By Flossie Waite
Colette Sadler – Stammer Productions
Southbank Centre
12th – 23rd December
For ages 4-9
The sugar plum fairy this ain’t. Nuttier than The Nutcracker and more surreal than The Snowman, We Are The Monsters is a bizarrely brilliant dance show from Stammer Productions.
A collection of cardboard boxes slowly come to life – sections fall off, various things pop out, some even begin to move around the stage. From them, monsters emerge, moving in strange contortions that proffer the odd flash of recognition – a monster in gold lamé is suddenly a bit like an ostrich; another lumpy, furry creature could be, at a pinch, an elephant. To Brendan Dougherty’s spacey, techno soundtrack, Colette Sadler’s choreography ranges from the monsters’ reccy to their rave.
Philine Rinnert’s costumes use recognisable materials and items of clothing to create abstract animals – lots of blue jackets zipped together make an almost-octopus. They are flexible enough for the performer inside to shape-shift, but for the exact coordinates of their limbs to remain a mystery: A body moves onto the stage on all fours, though both ‘ends’ are legs, connected to big, twerking bums – and the performer’s head is where?
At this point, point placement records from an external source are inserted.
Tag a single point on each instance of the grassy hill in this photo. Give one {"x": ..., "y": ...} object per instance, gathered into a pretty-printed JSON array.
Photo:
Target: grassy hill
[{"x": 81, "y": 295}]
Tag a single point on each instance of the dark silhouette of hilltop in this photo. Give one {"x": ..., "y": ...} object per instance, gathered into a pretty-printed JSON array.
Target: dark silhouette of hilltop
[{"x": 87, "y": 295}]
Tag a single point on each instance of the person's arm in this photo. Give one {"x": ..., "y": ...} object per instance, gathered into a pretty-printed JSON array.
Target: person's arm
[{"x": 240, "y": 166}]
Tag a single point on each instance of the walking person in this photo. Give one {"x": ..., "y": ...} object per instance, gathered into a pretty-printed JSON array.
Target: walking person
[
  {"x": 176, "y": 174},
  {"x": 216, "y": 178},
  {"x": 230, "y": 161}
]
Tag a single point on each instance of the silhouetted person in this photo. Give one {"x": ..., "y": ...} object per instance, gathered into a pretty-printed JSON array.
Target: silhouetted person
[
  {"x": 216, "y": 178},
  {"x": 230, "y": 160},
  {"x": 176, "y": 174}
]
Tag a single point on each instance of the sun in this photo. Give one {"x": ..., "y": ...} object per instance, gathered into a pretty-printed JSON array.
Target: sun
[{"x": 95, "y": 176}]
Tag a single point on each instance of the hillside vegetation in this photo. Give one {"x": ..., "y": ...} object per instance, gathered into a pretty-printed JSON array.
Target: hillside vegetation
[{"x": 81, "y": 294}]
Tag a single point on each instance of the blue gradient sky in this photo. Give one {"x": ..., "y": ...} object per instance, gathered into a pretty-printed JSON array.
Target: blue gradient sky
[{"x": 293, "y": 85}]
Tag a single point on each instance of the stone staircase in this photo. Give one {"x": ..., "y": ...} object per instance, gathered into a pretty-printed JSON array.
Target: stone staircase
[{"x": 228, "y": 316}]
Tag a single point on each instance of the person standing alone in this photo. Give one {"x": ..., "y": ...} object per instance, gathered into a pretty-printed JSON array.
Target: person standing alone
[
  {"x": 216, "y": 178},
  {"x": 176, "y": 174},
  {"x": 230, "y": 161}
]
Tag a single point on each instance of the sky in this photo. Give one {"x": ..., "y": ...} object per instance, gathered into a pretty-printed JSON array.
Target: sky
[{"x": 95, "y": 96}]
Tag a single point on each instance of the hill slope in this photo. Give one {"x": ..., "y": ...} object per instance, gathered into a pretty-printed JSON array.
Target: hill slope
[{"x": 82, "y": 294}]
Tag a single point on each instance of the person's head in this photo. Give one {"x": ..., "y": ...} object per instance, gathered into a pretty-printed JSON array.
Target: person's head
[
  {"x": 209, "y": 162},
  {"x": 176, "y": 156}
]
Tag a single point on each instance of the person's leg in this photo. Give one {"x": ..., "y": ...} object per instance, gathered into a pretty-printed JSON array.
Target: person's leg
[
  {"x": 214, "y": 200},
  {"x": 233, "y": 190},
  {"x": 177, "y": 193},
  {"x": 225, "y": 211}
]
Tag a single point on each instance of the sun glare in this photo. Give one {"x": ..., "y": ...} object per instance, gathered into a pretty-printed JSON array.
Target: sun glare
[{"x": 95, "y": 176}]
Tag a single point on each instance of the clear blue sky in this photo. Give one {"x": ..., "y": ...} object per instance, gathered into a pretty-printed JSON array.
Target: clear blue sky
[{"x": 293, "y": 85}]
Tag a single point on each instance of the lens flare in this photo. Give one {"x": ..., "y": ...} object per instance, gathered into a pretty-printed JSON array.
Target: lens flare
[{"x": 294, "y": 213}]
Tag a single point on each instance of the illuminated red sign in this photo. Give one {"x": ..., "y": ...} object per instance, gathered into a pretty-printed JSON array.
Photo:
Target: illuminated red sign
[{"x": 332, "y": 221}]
Particularly noticeable about the performance was the dialogue it prompted – children in the audience were keen (desperate!) to point out what they could see to guardians, to posit their theories as to what was happening, and why, and who these creatures were meant to be. The audience naturally become co-creators in a show that offers only questions, deciding either to string the series of absurd scenes into characters and narrative, or simply to let the kooky chips fall where they may. And all to the show’s discernible heartbeat of What next?
We Are The Monsters is joyous – the joy of movement, of material, of occasional madness. This is a game-changing production that should shape performances for children in the zaniest of ways.